Let $G$ be a finite directed graph with vertex set $V$ and an edge set $E$. In this paper https://arxiv.org/pdf/1209.2578.pdf, another graph is constructed from $G$ called $R$-graph by the following way:
- On page 2, line-5 of the paper whose link is given above, Authors choose a partition $\{E^{-}, E^+\}$ of $E$.
- In page 2, line-13, for any $q, r \in V$, Authors choose a relation $\mathcal R(q, r) \subset E^{-}(q, r) \times E^+(q, r)$
I have doubts about this partition and relation. Whether this partition $\{E^{-}, E^+\}$, and relation $\mathcal R(q, r)$ are fixed or for any partition $\{E^{-}, E^+\}$ and relation $\mathcal R(q, r)$, we can construct $R$-graph?
Thanks in advance for your kind help.
Krieger is simply defining his notion of $\mathcal{R}$-graph. It is an object $\mathcal{G}_{\mathcal{R}}(\mathfrak{P},\mathcal{E}^-,\mathcal{E}^+)$, where $\mathfrak{P}$ is the vertex set of a finite directed graph with edge set $\mathcal{E}$, $\{\mathcal{E}^-,\mathcal{E}^+\}$ is a partition of $\mathcal{E}$, the graph satisfies certain conditions, and $\mathcal{R}$ is a relation on the edges that also satisfies certain conditions.
Specifically, for $\mathfrak{q},\mathfrak{r}\in\mathfrak{P}$ we define $\mathcal{E}^-(\mathfrak{q},\mathfrak{r})$ to be the set of edges in $\mathcal{E}^-$ from $\mathfrak{q}$ to $\mathfrak{r}$ and $\mathcal{E}^+(\mathfrak{q},\mathfrak{r})$ to be the set of edges in $\mathcal{E}^+$ from $\mathfrak{r}$ to $\mathfrak{q}$. For each $\mathfrak{q},\mathfrak{r}\in\mathfrak{P}$ we require that either both of these sets be empty or both be non-empty, and we further require that the directed graph $\langle\mathfrak{P},\mathcal{E}^-\rangle$ (and hence also ($\langle\mathfrak{P},\mathcal{E}^+\rangle$) be strongly connected.
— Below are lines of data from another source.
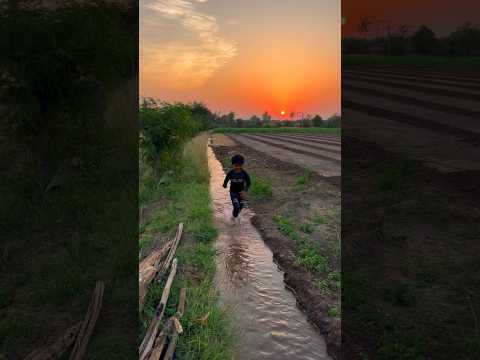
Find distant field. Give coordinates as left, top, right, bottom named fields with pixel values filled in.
left=212, top=127, right=341, bottom=134
left=343, top=55, right=480, bottom=66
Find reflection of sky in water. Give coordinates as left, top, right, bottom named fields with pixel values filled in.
left=208, top=144, right=331, bottom=360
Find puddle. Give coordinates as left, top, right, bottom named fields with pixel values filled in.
left=208, top=144, right=331, bottom=360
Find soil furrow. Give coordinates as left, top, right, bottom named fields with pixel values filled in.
left=346, top=69, right=480, bottom=84
left=240, top=134, right=341, bottom=163
left=342, top=109, right=480, bottom=173
left=344, top=70, right=480, bottom=91
left=343, top=90, right=480, bottom=134
left=343, top=74, right=480, bottom=101
left=342, top=99, right=480, bottom=144
left=248, top=134, right=341, bottom=155
left=343, top=84, right=480, bottom=119
left=285, top=134, right=341, bottom=145
left=343, top=78, right=480, bottom=112
left=347, top=66, right=480, bottom=79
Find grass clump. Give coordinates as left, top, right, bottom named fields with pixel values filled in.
left=328, top=307, right=340, bottom=317
left=300, top=222, right=314, bottom=234
left=296, top=169, right=314, bottom=185
left=273, top=214, right=328, bottom=273
left=249, top=174, right=273, bottom=199
left=378, top=161, right=415, bottom=192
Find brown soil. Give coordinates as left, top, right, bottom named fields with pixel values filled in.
left=341, top=135, right=480, bottom=360
left=210, top=133, right=341, bottom=359
left=229, top=134, right=341, bottom=178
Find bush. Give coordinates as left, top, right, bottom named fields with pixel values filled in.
left=139, top=99, right=213, bottom=174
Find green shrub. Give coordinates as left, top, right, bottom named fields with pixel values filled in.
left=297, top=169, right=313, bottom=185
left=250, top=175, right=273, bottom=199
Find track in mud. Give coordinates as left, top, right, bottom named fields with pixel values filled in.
left=208, top=145, right=331, bottom=360
left=342, top=66, right=480, bottom=173
left=230, top=133, right=341, bottom=177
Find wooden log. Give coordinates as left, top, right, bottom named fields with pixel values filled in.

The relation $\mathcal{R}$ is the union of relations $\mathcal{R}(\mathfrak{q},\mathfrak{r})\subseteq\mathcal{E}^-(\mathfrak{q},\mathfrak{r})\times\mathcal{E}^+(\mathfrak{q},\mathfrak{r})$ for $\mathfrak{q},\mathfrak{r}\in\mathfrak{P}$.
And that’s it: any object satisfying those conditions is an $\mathcal{R}$-graph in the sense of this definition. If you change any of the parameters — the vertex set $\mathfrak{P}$, the edge set $\mathcal{E}$, the partition of the edge set, or the relation $\mathcal{R}$ — you have either a different $\mathcal{R}$-graph, if the various structural conditions are still met, or something that is not an $\mathcal{R}$-graph.